In 1877, the brothers Ludvig, Robert and Alfred Nobel make plans for the new oil company, Branobel. All new knowledge of oil management is in the USA and the brothers send the Swedish engineer, Alfred Törnqvist, to Oil City in Virginia to learn about refining, storing and distributing oil.
At the beginning of 1877, the brothers Ludvig and Robert Nobel presented a plan to their brother Alfred, in which they describe in detail how the entire system for refinery, transport by boat and train, storage and sales of oil was to be organised.
Ludvig wrote a long letter to Alfred when he was on his way to Baku in the autumn of 1876. Ludvig needed to devise a communication line to transport the oil from Baku on a large scale. His calculations had proved to be better than he thought: ”The venture is not difficult to carry out, but the profit it could provide is tremendous”.
In Baku, Ludvig and Robert had been working on getting the factory ready. They had put down 300,000 roubles themselves and the Finnish Mayor-General, C A Standertskjöld, had contributed 150,000 roubles. This provided basic capital of 450,000 roubles for oil-production. In addition, 2 million roubles was required for pipelines and large iron cisterns.
Ludvig wrote to Alfred to say that they could definitely and without any exaggeration expect an annual profit of at least 50 percent for several years in a row. ”I am happy to be able to tell you this, since this will make you happy for Robert’s sake, who has had a great number of difficulties fighting down there in what is hardly a pleasant hole — if we can call Baku that.”
Alfred was urged to obtain ”information about the oil cisterns, construction of pipelines and their use in Pennsylvania and the Oil Region, which are not available in ’Petrolia’ as you stated” through his contacts in America.
Ludvig needed answers to questions about the transport and storage of oils, which the Americans had carried out with great success, ”before I go ahead with the venture on a large scale”. The questions referred to designs and materials for the manufacture of warehouses, railway transport in cisterns, pumps and pipelines.
The solution came in the form of the young Swedish engineer, Alfred Törnqvist, who had been in the USA in 1876 to help with setting up the Swedish unit at the World Fair in Philadelphia. On his way home, he met Robert Nobel in Paris, who was on a visit to his brother, Alfred, at the time. Both brothers took a liking to the gifted young Törnqvist and employed him. Törnqvist was to learn everything about the distillation of petroleum! Through Alfred, he was given the opportunity to study a refinery in Marseilles. The idea was that they would build a plant in Baku for continuous refinement, something no one had done previously. But Marseilles did not provide anything new – the innovations were in Oil City in Virginia, USA.

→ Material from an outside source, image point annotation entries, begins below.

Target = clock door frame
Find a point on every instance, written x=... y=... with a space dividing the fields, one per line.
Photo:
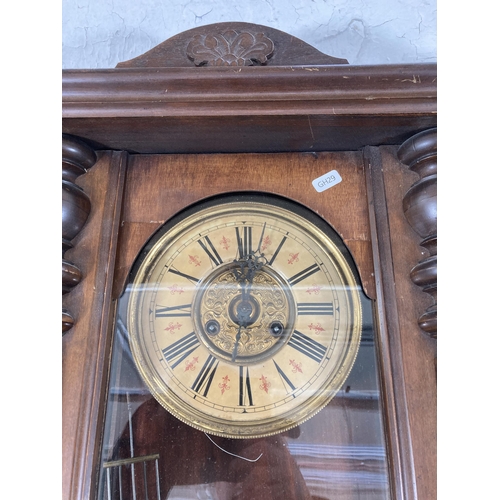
x=300 y=101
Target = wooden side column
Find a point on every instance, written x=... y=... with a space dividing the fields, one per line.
x=419 y=153
x=77 y=158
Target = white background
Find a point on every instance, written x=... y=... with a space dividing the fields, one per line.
x=102 y=33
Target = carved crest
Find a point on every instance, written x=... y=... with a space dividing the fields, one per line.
x=230 y=48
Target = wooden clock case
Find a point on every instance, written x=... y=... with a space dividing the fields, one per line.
x=237 y=106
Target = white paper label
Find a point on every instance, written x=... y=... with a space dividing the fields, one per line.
x=327 y=181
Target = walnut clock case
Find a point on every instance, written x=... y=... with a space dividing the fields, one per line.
x=229 y=329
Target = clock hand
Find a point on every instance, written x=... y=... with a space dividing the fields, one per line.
x=236 y=342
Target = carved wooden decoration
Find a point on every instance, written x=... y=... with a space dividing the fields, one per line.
x=231 y=48
x=231 y=44
x=419 y=153
x=77 y=158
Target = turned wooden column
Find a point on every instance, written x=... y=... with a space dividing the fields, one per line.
x=77 y=158
x=419 y=153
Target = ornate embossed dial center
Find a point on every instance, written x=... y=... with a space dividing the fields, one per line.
x=221 y=299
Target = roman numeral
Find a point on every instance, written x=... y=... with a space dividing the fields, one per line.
x=205 y=377
x=277 y=251
x=303 y=274
x=284 y=378
x=180 y=350
x=174 y=311
x=178 y=273
x=244 y=241
x=211 y=252
x=315 y=308
x=245 y=398
x=307 y=346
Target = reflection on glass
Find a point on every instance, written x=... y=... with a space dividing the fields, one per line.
x=339 y=453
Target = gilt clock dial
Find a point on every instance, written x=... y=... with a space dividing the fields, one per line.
x=244 y=315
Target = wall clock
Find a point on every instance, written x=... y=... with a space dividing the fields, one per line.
x=244 y=315
x=158 y=135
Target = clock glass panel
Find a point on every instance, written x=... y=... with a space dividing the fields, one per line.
x=244 y=362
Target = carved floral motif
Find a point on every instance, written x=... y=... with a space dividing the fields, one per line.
x=230 y=49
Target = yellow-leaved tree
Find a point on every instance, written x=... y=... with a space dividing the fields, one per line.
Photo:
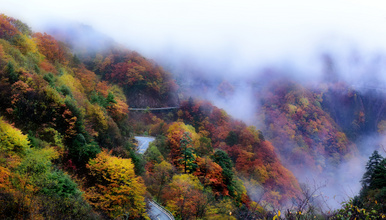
x=116 y=190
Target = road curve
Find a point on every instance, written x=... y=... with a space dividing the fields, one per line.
x=143 y=143
x=156 y=212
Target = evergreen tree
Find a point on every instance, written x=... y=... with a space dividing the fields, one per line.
x=188 y=156
x=374 y=161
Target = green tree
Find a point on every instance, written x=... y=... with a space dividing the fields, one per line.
x=187 y=152
x=374 y=161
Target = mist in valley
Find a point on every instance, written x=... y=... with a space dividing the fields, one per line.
x=229 y=53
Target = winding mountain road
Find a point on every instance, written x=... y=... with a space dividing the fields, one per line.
x=143 y=143
x=158 y=213
x=155 y=211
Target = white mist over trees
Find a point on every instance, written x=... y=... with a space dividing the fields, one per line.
x=245 y=44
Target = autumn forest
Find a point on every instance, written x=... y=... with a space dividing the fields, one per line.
x=68 y=147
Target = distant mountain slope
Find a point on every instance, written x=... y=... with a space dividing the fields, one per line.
x=304 y=134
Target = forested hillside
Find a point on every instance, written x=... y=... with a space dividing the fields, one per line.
x=67 y=147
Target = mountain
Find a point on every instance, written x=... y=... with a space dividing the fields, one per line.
x=67 y=138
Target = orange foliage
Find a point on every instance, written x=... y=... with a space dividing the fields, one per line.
x=210 y=173
x=117 y=190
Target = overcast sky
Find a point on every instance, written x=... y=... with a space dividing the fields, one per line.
x=241 y=31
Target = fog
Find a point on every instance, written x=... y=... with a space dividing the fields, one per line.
x=240 y=42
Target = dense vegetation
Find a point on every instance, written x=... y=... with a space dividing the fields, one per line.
x=67 y=149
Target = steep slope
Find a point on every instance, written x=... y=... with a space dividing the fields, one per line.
x=305 y=136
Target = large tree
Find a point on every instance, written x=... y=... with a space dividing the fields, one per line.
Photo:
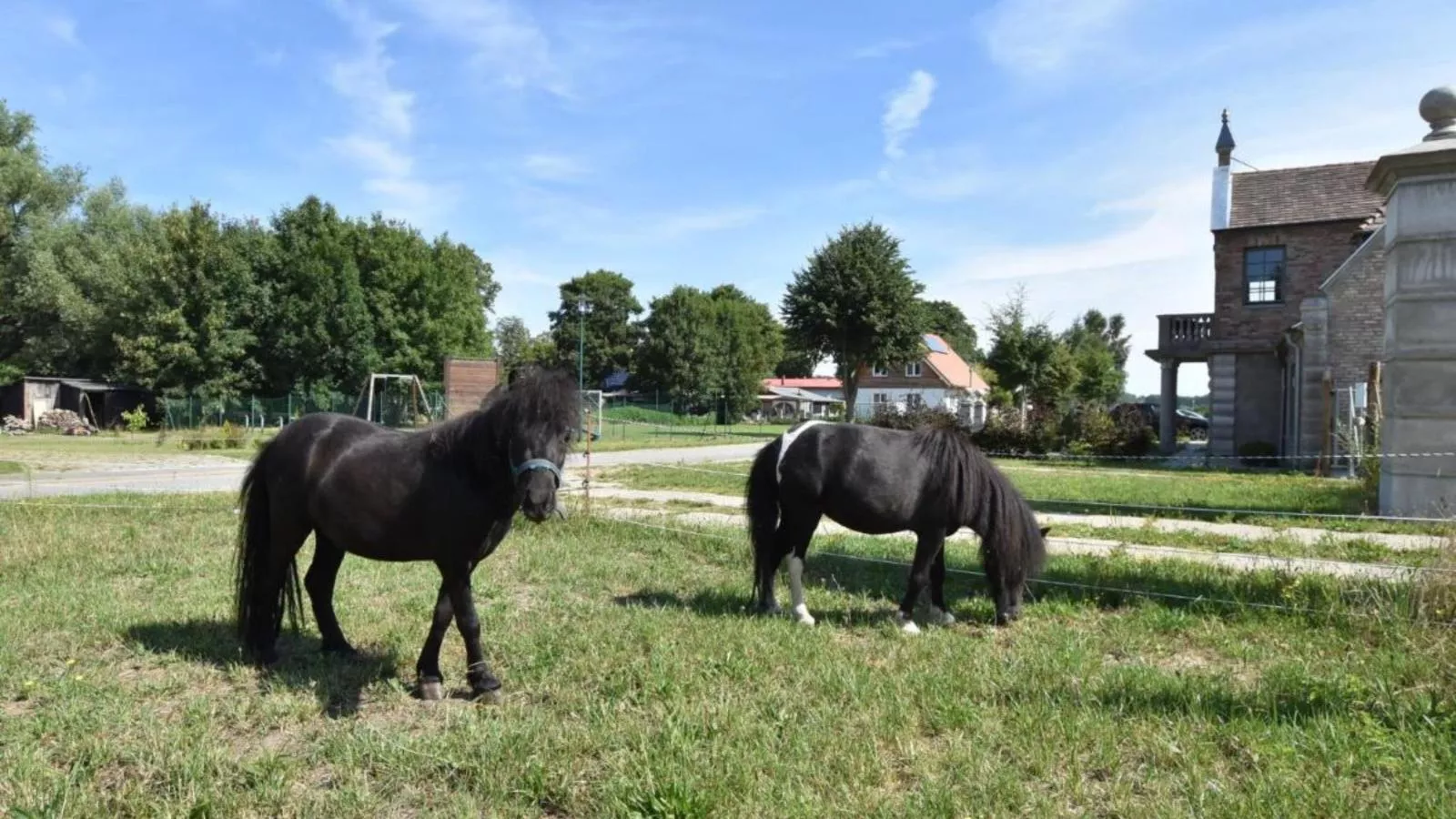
x=946 y=321
x=679 y=347
x=511 y=341
x=1099 y=349
x=609 y=336
x=1028 y=358
x=855 y=302
x=749 y=343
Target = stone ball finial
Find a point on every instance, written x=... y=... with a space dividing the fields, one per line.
x=1439 y=108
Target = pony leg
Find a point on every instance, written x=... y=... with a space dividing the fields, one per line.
x=939 y=612
x=427 y=669
x=925 y=552
x=319 y=583
x=482 y=682
x=794 y=540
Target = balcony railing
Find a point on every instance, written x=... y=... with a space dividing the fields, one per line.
x=1184 y=332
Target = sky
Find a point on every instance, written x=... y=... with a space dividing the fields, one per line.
x=1065 y=146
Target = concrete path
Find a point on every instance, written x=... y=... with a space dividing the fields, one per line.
x=1056 y=545
x=1242 y=531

So Törnqvist was sent back across the Atlantic with oil samples from Baku. The oil in Baku had different properties to that in Oil City where Törnqvist had a chemist analyse the oil samples. Ludvig was delighted when the analysis provided information on what refining process they should use and what chemicals should be added.

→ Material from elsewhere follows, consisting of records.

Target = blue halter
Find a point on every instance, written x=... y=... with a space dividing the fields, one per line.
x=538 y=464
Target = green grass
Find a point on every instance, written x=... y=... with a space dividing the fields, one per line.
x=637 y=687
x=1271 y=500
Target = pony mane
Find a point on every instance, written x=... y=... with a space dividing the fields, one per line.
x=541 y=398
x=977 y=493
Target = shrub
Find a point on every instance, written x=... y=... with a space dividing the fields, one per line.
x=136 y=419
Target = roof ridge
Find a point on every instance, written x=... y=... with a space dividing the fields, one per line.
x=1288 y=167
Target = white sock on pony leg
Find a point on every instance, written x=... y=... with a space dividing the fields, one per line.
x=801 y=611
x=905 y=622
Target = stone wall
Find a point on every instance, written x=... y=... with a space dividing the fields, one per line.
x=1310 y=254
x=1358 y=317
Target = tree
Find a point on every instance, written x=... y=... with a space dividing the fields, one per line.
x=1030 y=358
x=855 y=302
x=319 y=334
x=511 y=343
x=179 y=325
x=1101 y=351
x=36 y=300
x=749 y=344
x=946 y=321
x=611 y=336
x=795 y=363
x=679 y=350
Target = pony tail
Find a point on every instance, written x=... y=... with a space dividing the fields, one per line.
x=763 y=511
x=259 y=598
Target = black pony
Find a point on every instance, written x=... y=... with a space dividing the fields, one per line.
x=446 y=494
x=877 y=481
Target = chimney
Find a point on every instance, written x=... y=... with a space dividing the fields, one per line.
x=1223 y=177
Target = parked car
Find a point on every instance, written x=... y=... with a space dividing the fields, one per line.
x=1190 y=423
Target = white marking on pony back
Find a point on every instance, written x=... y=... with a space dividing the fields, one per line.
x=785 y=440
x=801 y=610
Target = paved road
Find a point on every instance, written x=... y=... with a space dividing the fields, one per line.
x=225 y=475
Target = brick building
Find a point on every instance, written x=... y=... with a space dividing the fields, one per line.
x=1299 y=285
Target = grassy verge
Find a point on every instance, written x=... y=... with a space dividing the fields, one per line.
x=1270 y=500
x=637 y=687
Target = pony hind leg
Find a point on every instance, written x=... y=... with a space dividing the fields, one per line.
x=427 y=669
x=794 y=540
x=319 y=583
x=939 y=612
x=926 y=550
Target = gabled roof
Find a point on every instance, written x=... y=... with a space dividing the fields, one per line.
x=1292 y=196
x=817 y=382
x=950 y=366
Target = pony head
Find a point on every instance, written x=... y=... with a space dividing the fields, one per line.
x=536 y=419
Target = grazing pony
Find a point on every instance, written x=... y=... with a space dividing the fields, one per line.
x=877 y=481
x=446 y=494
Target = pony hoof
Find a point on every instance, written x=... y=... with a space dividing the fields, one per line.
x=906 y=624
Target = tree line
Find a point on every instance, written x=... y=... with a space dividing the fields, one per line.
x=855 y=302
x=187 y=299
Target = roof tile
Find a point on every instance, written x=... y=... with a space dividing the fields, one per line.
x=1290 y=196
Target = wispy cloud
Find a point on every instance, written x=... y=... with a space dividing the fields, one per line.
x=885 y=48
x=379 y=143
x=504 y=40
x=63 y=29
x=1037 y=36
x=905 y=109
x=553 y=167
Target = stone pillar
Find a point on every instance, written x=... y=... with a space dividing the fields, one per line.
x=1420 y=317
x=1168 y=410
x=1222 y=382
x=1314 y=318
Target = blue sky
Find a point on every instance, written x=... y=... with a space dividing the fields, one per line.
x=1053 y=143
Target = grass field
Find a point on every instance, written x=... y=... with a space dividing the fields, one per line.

Törnqvist concluded his studies with a visit to the American patent office and the Library of Congress in Washington as well as oil producers and distributors on the east coast. He took every imaginable kind of literature about petroleum home with him. In Paris, he again met Alfred and the specialist in chemical processing techniques, Alarik Liedbeck. It is likely that the three reached a solution in principle for the continuous process, because, in September 1879, Törnqvist was given the task of immediately travelling to Baku to begin the manufacture of an experimental model on a small scale. He was to subsequently direct the reconstruction of the factory.